PMS or PMDD? Menstrual Symptoms, Relief & How Partners Can Help
By: Carly Bruce, BA
Hey there! If you’ve ever experienced a menstrual cycle (or know someone who has),you’ve probably come across the term PMS—short for premenstrual syndrome. We’ve all heard jokes about someone being “irritable” because they’re on their period. But have you heard of PMDD? That stands for premenstrual dysphoric disorder, and it’s not as widely recognized as PMS. Let’s dive into what sets these two apart and what you can do if you think you might be dealing with PMDD.

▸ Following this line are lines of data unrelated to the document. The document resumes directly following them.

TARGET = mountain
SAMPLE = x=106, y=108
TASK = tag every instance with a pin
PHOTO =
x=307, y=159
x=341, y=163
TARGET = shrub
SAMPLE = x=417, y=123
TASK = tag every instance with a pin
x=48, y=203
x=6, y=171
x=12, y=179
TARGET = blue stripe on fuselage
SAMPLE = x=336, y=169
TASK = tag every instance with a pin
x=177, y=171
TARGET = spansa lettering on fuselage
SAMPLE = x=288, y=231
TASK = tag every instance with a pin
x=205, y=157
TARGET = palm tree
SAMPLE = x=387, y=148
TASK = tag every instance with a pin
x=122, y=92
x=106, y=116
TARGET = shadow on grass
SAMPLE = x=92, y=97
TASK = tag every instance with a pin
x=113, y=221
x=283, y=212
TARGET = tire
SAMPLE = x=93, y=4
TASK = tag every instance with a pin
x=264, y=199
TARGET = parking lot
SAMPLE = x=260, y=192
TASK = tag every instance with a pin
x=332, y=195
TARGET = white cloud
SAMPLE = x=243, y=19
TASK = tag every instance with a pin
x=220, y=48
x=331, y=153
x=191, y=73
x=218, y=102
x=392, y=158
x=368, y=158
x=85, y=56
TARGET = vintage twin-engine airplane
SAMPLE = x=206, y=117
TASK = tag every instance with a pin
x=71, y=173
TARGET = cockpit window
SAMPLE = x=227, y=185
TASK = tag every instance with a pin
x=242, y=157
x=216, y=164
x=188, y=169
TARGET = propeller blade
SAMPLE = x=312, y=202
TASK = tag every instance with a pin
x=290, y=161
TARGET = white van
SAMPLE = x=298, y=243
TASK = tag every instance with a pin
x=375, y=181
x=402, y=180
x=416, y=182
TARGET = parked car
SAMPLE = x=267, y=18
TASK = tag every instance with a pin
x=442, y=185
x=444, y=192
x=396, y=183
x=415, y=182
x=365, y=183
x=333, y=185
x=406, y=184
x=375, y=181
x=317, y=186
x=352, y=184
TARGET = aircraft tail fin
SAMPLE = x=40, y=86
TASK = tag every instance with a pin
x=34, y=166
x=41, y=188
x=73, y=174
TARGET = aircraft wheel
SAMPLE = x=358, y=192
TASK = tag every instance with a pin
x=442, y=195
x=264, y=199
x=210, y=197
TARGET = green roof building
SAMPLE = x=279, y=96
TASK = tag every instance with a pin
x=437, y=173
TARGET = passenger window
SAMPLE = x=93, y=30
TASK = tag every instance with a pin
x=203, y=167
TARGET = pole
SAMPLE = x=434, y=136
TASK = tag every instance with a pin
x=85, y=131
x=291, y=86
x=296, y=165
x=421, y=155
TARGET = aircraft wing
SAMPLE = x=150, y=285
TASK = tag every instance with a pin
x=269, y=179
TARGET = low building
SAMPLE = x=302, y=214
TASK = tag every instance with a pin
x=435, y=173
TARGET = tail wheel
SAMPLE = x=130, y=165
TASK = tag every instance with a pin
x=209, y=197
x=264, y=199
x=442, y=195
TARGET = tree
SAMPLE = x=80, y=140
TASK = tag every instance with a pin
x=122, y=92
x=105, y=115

Understanding the Differences
So, what’s the deal with PMS and PMDD? While both conditions share some common ground, PMDD is a diagnosable disorder with specific criteria. The main differences lie in the number, severity, and frequency of symptoms.
With PMDD, symptoms pop up in the week to ten days before your period—this is known as the luteal phase. You might experience feelings of depression, intense irritability or anger, heightened anxiety, changes in sleep patterns, mood swings, and a lack of motivation, among other things. The good news? These symptoms usually fade away within a few days after your period starts and are absent during the week that follows.
Here’s the catch: to qualify for PMDD, you need to have at least five symptoms most months throughout the year. PMS, on the other hand, can involve fewer symptoms and they don’t need to occur as regularly. If you ever feel like you’re going a bit crazy leading up to your period, know that you’re definitely not alone. Many people with menstrual cycles experience PMDD, and a big hurdle is simply that many folks don’t realize it’s more than just typical PMS.
So, What Can You Do?
If you’re thinking you might have PMDD, here are some steps you can take:
Track Your Symptoms
Start by keeping a record of your cycle and mood. You can use a cycle tracker app or jot things down in a journal. Noticing patterns can really help you understand what you’re going through.
Talk to a Professional
If you’re seeing a consistent pattern and your symptoms are affecting your daily life, it’s time to chat with your family doctor or another healthcare provider. They can discuss treatment options with you. Therapy can also be a great resource to help you cope with these symptoms.
Make Some Changes
If you struggle with managing symptoms in the lead-up to your period, consider scheduling some downtime during that week. Whether it’s cozying up in sweats or spending time with a close friend or partner, give yourself permission to recharge. Try to plan more demanding tasks for the time after your period when you’re likely to feel more energized.
Be Kind to Yourself
This might seem obvious, but it’s so important! Remember, the way you feel during your luteal phase doesn’t define who you are or diminish your accomplishments. You’re simply reacting to your body’s natural cycle.
Keep Educating Yourself
Knowledge is power! Look up more about PMDD, join online support groups, chat with friends about your experiences, and learn how this affects you personally. The more you know, the more control you’ll feel—and it can help you realize that you’re not alone in this.
Final Thoughts
There’s a lot of stigma around periods, PMS, and PMDD. Taking the time to educate yourself and others about what you’re experiencing can make a big difference. So, show yourself some grace and remember: you are not alone in this journey! Let’s break the stigma together and support each other through our cycles.